Prosecutors have been looking into the case after a group of law school academics filed a complaint in 2000 against Mr Lee and other major shareholders, accusing them of selling convertible bonds issued by Samsung Everland to Lee Jae-yong, the chairman’s son, and his sisters at a discount.
“The probe into working-level directors is almost over and it is moving up now,” Lee In-kyu, a prosecutor in charge of the case, said on Tuesday.
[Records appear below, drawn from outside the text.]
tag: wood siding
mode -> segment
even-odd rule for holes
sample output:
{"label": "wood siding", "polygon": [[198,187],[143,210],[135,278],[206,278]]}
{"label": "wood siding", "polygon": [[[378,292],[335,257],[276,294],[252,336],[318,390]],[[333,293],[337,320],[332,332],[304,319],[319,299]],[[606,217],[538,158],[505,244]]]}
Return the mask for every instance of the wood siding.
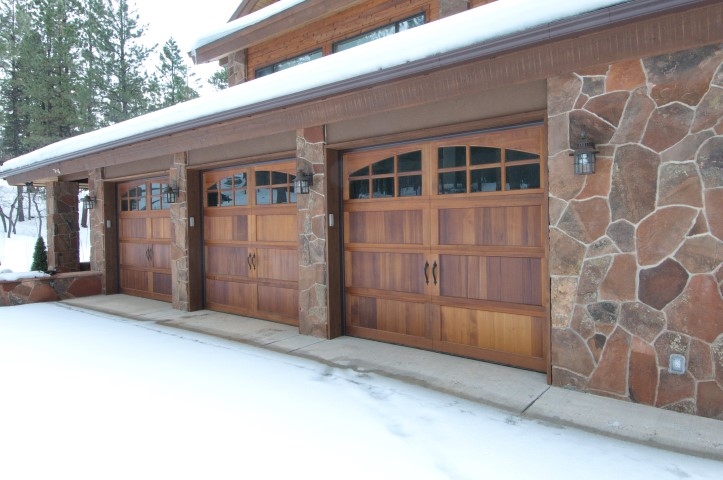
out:
{"label": "wood siding", "polygon": [[255,78],[256,70],[322,48],[324,55],[332,52],[332,44],[345,38],[387,25],[424,12],[426,21],[437,20],[439,0],[371,0],[337,15],[309,24],[248,49],[247,78]]}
But he said that no official decision has been made.
Samsung has declined to comment on the case.
Last year, two Samsung executives were convicted for breaching their financial duty by helping Mr Lee to transfer management control to his son through the bond sale.
The investigation into Samsung’s controlling family follows the arrest of Chung Mong-koo, chairman of Hyundai Motor, last week on charges of embezzlement and breach of trust.
The probes into the country’s biggest chaebol will add to pressure for improvements in corporate governance as the family-run business groups are facing criticism over alleged violations of law and opaque management.
Prosecutors plan to conclude the investigation into Samsung’s controlling family by July, as a court is expected to rule on an appeal filed by the Samsung executives, who received suspended prison sentences for the Everland transaction.
In February, the Samsung group donated $1bn to “society” to ease widespread resentment over the Lee family’s apparent plans to pass control of the group to a third generation. Hyundai last week followed suit, with the Chung family donating $1bn of its assets.